My stomach dropped. She’d been like this for days. Six, to be exact. The funeral had taken the last shred of strength I’d had. Between speaking, the music, slide shows and shared memories, I had more crumpled tissues at the bottom of my purse than I’d even thought possible. At one point, I’d actually thought I was going to be sick from crying so much. All those years of barely shedding a tear, and now I couldn’t seem to stop.
But Candace? Candace was beyond…
Her grief was palpable, like you could reach into the air surrounding her and grab a handful of it. She’d lost ten pounds already—that’s what happened when you refused to consume anything but coffee—and her black dress hung on her bones like a coat rack. Her hair, which I’d had to force her to wash this morning, hung in a limp ponytail down her back, and the circles around her eyes resembled soot.
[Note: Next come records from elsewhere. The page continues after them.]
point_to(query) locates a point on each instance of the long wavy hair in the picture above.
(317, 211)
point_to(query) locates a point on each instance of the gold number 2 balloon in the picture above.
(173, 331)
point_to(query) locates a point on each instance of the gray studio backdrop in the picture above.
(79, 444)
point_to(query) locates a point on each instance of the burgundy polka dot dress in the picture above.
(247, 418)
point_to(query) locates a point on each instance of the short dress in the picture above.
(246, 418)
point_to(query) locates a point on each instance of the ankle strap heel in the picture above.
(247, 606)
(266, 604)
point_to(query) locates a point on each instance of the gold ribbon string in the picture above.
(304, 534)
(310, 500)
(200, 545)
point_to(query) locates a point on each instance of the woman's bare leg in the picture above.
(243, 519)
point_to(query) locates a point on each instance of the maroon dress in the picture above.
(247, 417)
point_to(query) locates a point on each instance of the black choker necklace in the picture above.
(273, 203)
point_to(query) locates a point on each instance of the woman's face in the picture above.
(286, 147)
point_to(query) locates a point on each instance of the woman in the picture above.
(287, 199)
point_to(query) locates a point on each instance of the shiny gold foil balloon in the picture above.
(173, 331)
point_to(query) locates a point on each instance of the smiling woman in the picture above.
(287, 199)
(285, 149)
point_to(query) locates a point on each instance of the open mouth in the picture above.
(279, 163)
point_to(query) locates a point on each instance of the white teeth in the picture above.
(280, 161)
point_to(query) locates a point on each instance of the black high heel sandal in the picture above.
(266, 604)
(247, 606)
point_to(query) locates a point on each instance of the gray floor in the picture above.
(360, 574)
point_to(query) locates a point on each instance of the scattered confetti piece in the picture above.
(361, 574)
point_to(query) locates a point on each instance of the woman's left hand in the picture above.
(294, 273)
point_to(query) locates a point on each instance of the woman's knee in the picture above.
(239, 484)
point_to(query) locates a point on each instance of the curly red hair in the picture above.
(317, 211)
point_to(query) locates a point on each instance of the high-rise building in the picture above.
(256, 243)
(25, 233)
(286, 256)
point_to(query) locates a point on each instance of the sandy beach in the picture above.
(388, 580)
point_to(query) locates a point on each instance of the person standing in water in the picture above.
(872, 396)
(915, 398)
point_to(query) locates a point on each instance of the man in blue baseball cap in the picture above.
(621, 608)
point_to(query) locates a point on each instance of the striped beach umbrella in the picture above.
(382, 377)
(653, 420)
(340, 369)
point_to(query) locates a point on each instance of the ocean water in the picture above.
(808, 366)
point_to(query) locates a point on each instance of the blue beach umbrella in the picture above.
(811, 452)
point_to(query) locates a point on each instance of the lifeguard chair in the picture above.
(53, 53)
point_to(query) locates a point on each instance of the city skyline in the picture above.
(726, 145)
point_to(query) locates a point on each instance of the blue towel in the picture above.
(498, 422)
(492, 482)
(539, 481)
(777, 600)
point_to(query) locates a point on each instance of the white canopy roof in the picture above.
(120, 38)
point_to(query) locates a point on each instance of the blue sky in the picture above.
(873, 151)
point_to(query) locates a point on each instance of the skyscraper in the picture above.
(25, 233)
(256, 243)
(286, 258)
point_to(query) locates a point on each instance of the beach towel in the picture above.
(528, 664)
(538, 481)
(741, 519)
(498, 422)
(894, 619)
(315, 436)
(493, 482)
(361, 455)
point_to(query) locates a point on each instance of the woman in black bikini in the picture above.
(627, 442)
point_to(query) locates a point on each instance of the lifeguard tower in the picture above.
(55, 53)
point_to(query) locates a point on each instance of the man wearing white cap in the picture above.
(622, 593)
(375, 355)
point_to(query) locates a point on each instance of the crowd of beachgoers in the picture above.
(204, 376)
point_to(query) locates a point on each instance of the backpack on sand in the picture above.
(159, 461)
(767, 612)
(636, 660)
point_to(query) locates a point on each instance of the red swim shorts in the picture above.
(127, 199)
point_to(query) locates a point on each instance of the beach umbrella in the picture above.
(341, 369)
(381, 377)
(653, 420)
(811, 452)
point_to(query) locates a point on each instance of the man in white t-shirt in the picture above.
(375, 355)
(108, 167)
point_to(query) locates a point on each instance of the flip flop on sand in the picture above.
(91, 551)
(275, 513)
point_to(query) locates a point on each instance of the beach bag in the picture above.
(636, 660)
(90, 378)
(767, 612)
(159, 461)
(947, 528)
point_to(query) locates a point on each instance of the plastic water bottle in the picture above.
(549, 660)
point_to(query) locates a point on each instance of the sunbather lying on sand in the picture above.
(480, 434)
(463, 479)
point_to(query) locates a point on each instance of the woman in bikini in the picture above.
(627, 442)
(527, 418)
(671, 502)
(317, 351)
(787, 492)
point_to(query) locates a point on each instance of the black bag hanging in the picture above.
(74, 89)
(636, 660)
I’d brought her home after the funeral and reception, in the hopes that being alone with her kids would perk her up. Candace’s parents were too busy taking care of the funeral arrangements—and Candace herself—to watch them. And Brian’s mother was drowning in her own grief, so sitting at home with three small children was impossible for her, as well. Lexie had two kids of her own to care for, plus she was struggling to help Fletcher cope, and it wasn’t going so well.
I watched as Candace looked past my shoulder at her kids watching a video in the darkened family room. She’d hardly touched Ellie, Quentin, and Aubrey since the day Brian died, and they were climbing the walls, desperate for Mom’s attention. Ellie and Quentin were now sleeping under Quentin’s bunk bed together at night, and had wet their pants at least twice a day, every day this past week. I’d done more laundry recently than I’d ever done in my adult life, and I had no idea how to help them stop regressing. Aubrey also refused to sleep unless she was resting on my shoulder, so I’d spent the last few nights sitting upright, so she would sleep. My back was killing me, and I couldn’t turn my head to the left at all.